Details of the proposed settlement were not made public. A lawyer for Mr. Horsley, Peter Wardle, declined to comment in advance of the settlement hearing.

Word of the potential deal comes just two and a half months before a full hearing on the OSC's allegations against Sino-Forest and its other key executives is to begin in September -- a keenly anticipated proceeding expected to shed light on the biggest scandal to hit Canada's capital markets since Bre-X shook Bay Street in the 1990s with its fake gold results.

According to court documents, Mr. Horsley was fired from Sino-Forest in September 2012, four months after the OSC issued its notice of allegations against the company and a list of its key executives in May of that year. He had remained on the payroll after stepping down as CFO in April 2012, after the OSC warned the company that it was going to issue formal allegations.
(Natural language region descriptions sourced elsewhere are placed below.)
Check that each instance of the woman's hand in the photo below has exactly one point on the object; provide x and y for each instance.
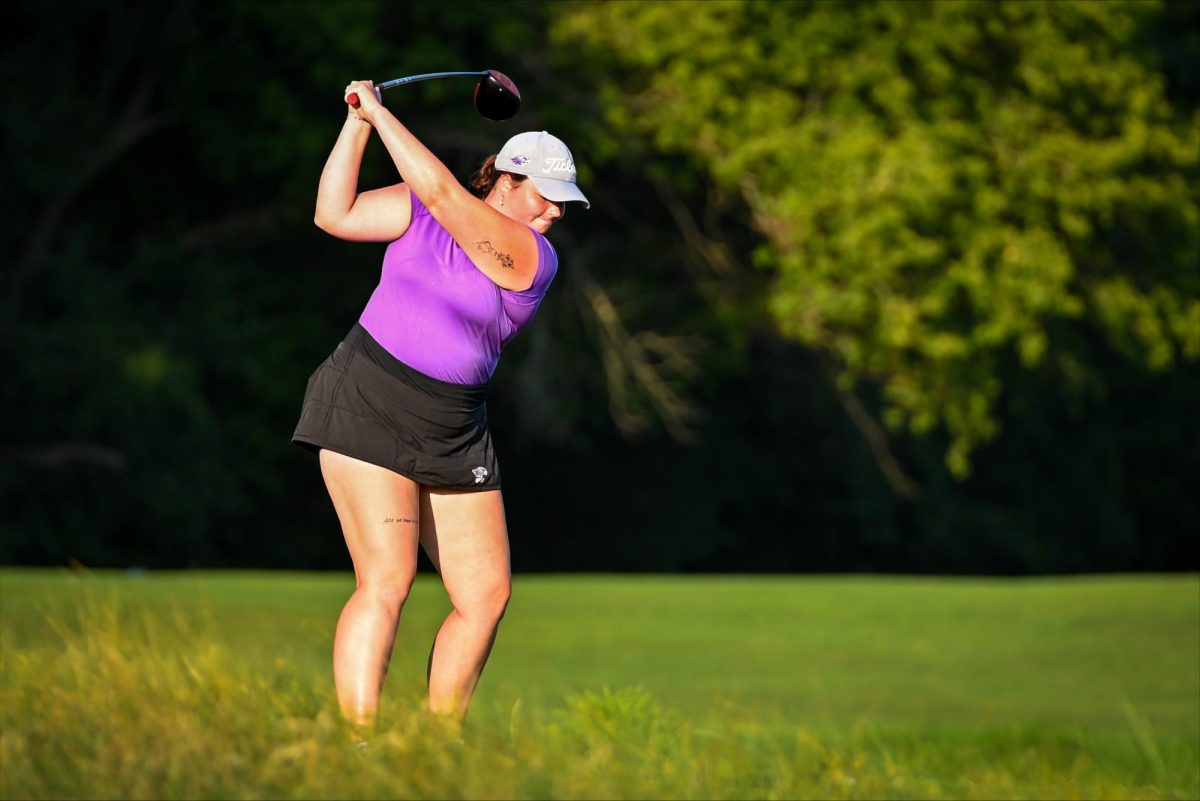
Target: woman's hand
(370, 100)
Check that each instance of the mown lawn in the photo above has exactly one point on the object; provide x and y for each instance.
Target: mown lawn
(217, 685)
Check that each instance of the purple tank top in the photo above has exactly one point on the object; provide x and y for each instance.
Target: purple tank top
(435, 311)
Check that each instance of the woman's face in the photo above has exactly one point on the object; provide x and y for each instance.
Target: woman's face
(523, 203)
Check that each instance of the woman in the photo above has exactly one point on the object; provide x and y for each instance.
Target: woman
(397, 414)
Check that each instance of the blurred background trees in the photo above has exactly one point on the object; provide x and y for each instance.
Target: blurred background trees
(864, 287)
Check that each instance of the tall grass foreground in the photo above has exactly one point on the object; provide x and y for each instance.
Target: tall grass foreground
(109, 697)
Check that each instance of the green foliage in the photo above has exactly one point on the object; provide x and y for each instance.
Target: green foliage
(942, 188)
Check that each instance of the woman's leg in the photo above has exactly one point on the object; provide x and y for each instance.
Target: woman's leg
(467, 540)
(379, 513)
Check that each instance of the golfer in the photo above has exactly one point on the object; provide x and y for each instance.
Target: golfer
(397, 414)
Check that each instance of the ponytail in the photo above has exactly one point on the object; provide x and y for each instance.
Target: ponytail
(486, 176)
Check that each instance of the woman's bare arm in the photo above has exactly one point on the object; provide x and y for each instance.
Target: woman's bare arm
(501, 247)
(373, 216)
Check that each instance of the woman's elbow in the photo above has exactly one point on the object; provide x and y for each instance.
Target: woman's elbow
(324, 222)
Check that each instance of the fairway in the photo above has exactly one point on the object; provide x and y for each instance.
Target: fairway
(1087, 682)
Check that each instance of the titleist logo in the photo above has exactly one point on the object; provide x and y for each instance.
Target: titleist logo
(559, 166)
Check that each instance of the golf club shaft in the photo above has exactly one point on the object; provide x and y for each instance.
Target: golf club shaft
(353, 100)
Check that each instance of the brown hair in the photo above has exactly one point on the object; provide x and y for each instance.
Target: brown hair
(486, 176)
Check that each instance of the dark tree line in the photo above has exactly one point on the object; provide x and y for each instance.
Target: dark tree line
(798, 330)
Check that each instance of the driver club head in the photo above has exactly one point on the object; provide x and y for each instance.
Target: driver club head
(497, 97)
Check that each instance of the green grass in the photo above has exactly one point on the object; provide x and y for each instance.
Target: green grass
(217, 685)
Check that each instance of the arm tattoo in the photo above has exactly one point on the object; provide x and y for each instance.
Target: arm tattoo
(503, 258)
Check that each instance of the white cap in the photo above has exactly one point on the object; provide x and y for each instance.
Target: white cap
(546, 161)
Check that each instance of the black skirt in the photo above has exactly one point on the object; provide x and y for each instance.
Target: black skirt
(367, 404)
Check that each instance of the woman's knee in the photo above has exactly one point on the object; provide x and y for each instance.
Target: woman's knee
(485, 604)
(389, 592)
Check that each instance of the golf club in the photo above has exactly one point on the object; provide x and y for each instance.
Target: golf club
(496, 96)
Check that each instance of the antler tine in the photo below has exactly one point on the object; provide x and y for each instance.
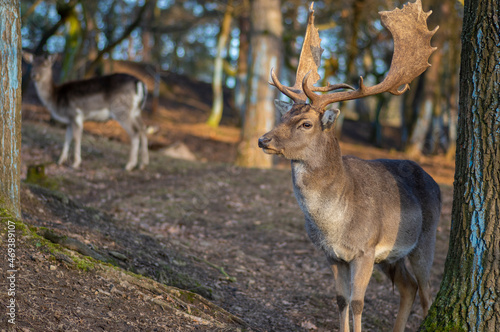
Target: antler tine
(412, 50)
(296, 95)
(309, 60)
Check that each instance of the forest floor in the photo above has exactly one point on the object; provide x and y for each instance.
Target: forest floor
(182, 245)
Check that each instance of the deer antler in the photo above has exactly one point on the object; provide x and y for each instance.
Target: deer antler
(309, 61)
(412, 50)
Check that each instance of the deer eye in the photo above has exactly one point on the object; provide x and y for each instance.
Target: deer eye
(306, 125)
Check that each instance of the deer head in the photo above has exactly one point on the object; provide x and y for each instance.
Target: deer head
(303, 123)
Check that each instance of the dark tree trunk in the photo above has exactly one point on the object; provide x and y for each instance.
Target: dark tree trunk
(469, 296)
(265, 53)
(10, 99)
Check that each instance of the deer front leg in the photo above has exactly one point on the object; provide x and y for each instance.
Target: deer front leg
(342, 275)
(77, 125)
(361, 272)
(67, 141)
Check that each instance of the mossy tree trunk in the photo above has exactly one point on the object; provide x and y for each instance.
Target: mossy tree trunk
(265, 53)
(469, 298)
(10, 99)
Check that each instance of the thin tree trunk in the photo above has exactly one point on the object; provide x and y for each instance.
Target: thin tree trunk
(265, 53)
(218, 102)
(10, 99)
(468, 299)
(242, 70)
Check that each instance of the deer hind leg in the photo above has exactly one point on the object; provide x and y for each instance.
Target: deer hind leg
(134, 143)
(141, 128)
(67, 142)
(77, 128)
(407, 287)
(421, 260)
(361, 272)
(342, 275)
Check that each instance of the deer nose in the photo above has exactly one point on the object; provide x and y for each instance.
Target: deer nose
(264, 141)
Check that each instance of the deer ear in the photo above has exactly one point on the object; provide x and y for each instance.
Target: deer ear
(283, 106)
(329, 118)
(28, 57)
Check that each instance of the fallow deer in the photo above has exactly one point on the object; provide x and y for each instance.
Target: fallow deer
(361, 212)
(119, 96)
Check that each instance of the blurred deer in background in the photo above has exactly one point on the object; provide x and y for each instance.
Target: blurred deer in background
(361, 212)
(119, 96)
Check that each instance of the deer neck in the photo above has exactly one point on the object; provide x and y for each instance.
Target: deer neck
(319, 177)
(46, 90)
(325, 167)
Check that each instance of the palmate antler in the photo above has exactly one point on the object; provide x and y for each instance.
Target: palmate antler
(309, 61)
(412, 50)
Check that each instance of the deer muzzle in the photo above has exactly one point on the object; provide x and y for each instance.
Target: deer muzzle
(265, 144)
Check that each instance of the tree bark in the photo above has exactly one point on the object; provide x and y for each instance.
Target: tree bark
(218, 103)
(10, 99)
(265, 53)
(469, 296)
(242, 70)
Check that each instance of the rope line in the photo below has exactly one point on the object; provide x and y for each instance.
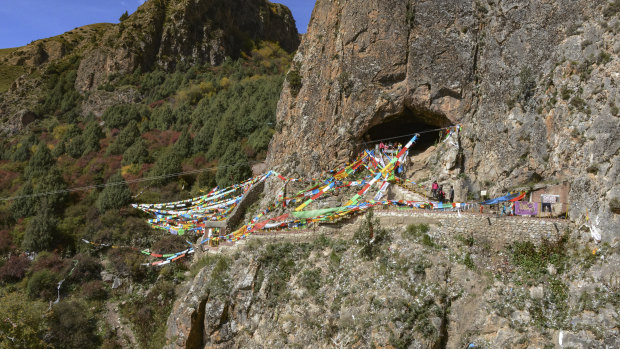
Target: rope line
(172, 175)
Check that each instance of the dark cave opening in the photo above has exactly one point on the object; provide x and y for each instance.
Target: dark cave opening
(400, 128)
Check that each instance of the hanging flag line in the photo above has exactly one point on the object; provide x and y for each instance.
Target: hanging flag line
(191, 215)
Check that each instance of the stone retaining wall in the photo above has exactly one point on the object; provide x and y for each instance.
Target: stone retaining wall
(498, 230)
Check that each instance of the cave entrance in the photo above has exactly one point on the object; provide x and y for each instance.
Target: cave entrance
(401, 127)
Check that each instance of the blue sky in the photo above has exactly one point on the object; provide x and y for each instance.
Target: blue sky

Once the highest-ranking Canadian at Sino-Forest, Mr. Horsley did not face the fraud allegations the OSC levelled against the company's other former executives, including former chairman and chief executive officer Allen Chan. Instead, the OSC alleged only that he "did not comply with Ontario securities law and acted contrary to the public interest."

Sino-Forest Corp. grew quickly and became the largest forestry company listed on the Toronto Stock Exchange, with a market capitalization of $6-billion and claims that it had $3-billion in timber holdings in China. But it made headlines in 2011 after allegations from a previously unknown short seller, Carson Block and his firm Muddy Waters LLC, sent the company's stock plunging and sparked investigations by securities regulators and the RCMP.

A year later in May 2012, the OSC alleged that the company and some of its key executives had engaged in a "complex fraudulent scheme to inflate the assets and revenue of Sino-Forest" and made "materially misleading statements in Sino-Forest's public disclosure record related to its primary business."

Essentially, the company was alleged to have misled investors and auditors and falsified evidence of its timber holdings in China, as well as engaging a web of corporate entities in a series of transactions between related parties.

The allegations against the company and its executives have not been proved. Sino-Forest and its executives have denied the allegations.

According to the OSC's statement of allegations from 2012, the regulator alleged that Mr. Horsley "knew or ought to have known" that purchase contracts and other documentation intended to back up the company's claims about its timber in China were "deceitfully" created and that auditors were relying on them "as proof of ownership of Sino-Forest's Standing Timber assets."

The OSC alleged that Mr. Horsley, as the company's CFO, "authorized, permitted or acquiesced" in the company's commission of its "standing timber fraud" and in the "making of materially misleading statements."

Typically, in settlements with the OSC, the regulator agrees to drop proceedings in exchange for a monetary payment and an admission of some sort of wrongdoing, although the regulator recently said that in certain cases it will allow settlements where admitting wrongdoing is not required. The OSC also has the power to issue trading bans and ban people from serving as corporate directors.

Sino-Forest's auditors, Ernst & Young LLP, have already settled allegations made by shareholders in class action related to Sino-Forest, handing over a massive $117-million to burned shareholders. But Ernst & Young still faces allegations from the OSC that it showed a "lack of diligence" in scrutinizing Sino-Forest's books, and a separate hearing on that case is scheduled for November. The accounting firm has denied the allegations, which have not been proved.